A Spin on the Sheep Management Wheel
Darrell Amoth started raising sheep about four years ago on the family farm north of Pipestone.
The family grew crops and had a cowherd, but Amoth’s sons Nathaniel, 14, and Micah, 12, expressed interest in raising sheep, so he decided to branch out. The Amoths started with about 15 ewes the first year.
“We enjoyed what we were doing, so we increased it a little more,” Amoth said. “Over the last few years, we’ve retained a few ewes and bought a few more and we’re up to about 110 now.”
Amoth uses a tool called the Sheep Management Wheel as a guide for managing his sheep.
“The wheel basically helps you with management timing issues and when to do certain things,” Amoth said.

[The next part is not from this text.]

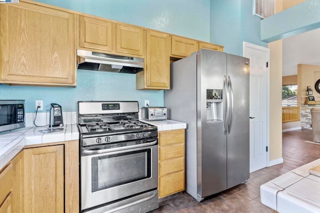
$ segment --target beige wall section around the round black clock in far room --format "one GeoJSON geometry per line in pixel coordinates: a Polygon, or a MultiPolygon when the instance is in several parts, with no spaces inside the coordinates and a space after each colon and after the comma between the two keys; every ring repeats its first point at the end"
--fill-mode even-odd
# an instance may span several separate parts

Producers set the date on which they lamb on the wheel and the wheel indicates all the management tasks they need to do for the ewe and her lambs for the whole year, including vaccinations, weaning, shearing, selecting breeding rams and breeding.
The plastic wheel is available through the Pipestone Lamb and Wool Management Program at Minnesota West Community and Technical College for $12.
“We need to be timely in our management and the management wheel helps with that,” said Philip Berg, an instructor with the Lamb and Wool Management Program.
Berg said the wheel is most popular among people from outside the area who take the short courses offered by the Lamb and Wool Program. The short courses range from one day to four days and attract people from all over the country.
Much of the information contained on the wheel is also part of the Lamb and Wool Management Program’s course offerings.